Kumo Coding Agent Skills are available today and work in VS Code Notebooks, Jupyter, PyCharm, Cursor, or your terminal, with Claude Code and ChatGPT Codex. We’ve published setup guides for everyone from “I’ve never used a coding agent” to “I’m a Claude Code power user.”

Three steps to your first prediction:

Install the SDK: pip install kumoai
Add the skills to your project:

1cd your-project
2git clone https://github.com/kumo-ai/kumo-coding-agent.git

Then, in your notebook, just ask:

“Load my orders and customers tables from S3 and predict which customers will churn in the next 30 days.”

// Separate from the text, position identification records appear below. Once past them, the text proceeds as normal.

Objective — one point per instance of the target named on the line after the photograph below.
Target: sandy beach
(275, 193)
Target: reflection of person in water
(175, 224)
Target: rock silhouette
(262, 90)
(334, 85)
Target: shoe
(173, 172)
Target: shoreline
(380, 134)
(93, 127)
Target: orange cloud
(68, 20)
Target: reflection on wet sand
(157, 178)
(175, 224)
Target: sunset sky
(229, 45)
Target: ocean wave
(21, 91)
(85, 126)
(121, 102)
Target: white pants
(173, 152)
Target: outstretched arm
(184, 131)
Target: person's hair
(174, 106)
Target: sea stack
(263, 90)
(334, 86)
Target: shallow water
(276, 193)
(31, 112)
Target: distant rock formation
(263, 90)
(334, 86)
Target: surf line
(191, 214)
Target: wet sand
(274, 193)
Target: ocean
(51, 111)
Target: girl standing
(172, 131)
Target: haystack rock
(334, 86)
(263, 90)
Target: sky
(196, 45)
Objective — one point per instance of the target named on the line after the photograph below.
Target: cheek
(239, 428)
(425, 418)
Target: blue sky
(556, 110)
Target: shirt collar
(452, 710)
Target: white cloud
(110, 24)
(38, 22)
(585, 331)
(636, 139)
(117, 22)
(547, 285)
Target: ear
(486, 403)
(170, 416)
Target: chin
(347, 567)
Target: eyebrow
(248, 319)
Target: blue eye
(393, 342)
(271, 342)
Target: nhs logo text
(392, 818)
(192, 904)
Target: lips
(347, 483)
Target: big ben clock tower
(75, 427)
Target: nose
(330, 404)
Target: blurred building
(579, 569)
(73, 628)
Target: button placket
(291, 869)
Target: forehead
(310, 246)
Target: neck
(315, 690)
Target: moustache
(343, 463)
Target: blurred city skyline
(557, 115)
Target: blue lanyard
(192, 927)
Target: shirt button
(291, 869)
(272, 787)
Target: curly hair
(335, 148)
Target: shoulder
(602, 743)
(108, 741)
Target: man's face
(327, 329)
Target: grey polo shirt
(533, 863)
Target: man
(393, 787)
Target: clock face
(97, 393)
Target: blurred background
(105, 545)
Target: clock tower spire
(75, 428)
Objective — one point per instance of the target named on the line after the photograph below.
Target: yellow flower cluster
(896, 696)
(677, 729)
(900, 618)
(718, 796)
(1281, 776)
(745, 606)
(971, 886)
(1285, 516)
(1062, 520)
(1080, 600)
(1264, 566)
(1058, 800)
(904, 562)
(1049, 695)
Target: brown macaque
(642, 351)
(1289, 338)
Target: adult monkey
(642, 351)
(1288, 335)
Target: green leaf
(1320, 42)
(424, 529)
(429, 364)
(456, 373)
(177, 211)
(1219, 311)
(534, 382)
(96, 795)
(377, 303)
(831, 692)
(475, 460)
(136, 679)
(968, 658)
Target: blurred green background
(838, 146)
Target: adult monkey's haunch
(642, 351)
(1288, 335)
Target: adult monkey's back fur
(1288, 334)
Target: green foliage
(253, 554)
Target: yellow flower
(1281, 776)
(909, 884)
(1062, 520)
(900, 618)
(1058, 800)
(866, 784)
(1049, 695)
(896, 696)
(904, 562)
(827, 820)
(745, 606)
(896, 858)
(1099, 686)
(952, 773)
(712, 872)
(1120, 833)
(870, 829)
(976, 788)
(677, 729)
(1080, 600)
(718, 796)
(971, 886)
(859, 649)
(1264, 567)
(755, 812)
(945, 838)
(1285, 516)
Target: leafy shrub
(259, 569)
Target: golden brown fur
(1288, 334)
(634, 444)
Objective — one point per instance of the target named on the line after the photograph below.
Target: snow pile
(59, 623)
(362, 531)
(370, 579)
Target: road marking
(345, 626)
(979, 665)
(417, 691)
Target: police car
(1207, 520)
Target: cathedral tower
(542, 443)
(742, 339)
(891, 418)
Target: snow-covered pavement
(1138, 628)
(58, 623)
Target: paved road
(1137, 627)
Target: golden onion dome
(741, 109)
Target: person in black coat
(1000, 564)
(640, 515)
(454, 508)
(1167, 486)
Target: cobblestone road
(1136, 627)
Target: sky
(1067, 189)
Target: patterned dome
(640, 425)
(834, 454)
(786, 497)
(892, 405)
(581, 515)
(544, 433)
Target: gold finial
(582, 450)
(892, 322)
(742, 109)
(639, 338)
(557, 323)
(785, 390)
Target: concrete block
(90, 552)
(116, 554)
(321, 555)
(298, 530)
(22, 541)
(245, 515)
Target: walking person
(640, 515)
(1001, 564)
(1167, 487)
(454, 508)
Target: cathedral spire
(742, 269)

The agent takes it from there.

References and further reading

KumoRFM-2 announcement (architecture, benchmarks, results): kumo.ai/company/news/kumorfm-2
KumoRFM-2 white paper: https://kumo.ai/kumoRFM-2-scaling-foundation-models-for-relational-learning.pdf
Kumo Coding Agent Skills repo (open source, MIT): github.com/kumo-ai/kumo-coding-agent
Notebook & IDE setup guide: kumo.ai/docs/rfm/setup/jupyter-vscode
KumoRFM platform overview: kumo.ai/docs/rfm/overview
Predictive Query paper: arxiv.org/abs/2602.09572

Kumo's abstractions, paired with modern coding agents, give data scientists, developers, and anyone building with agents real superpowers: better models, in production, fast.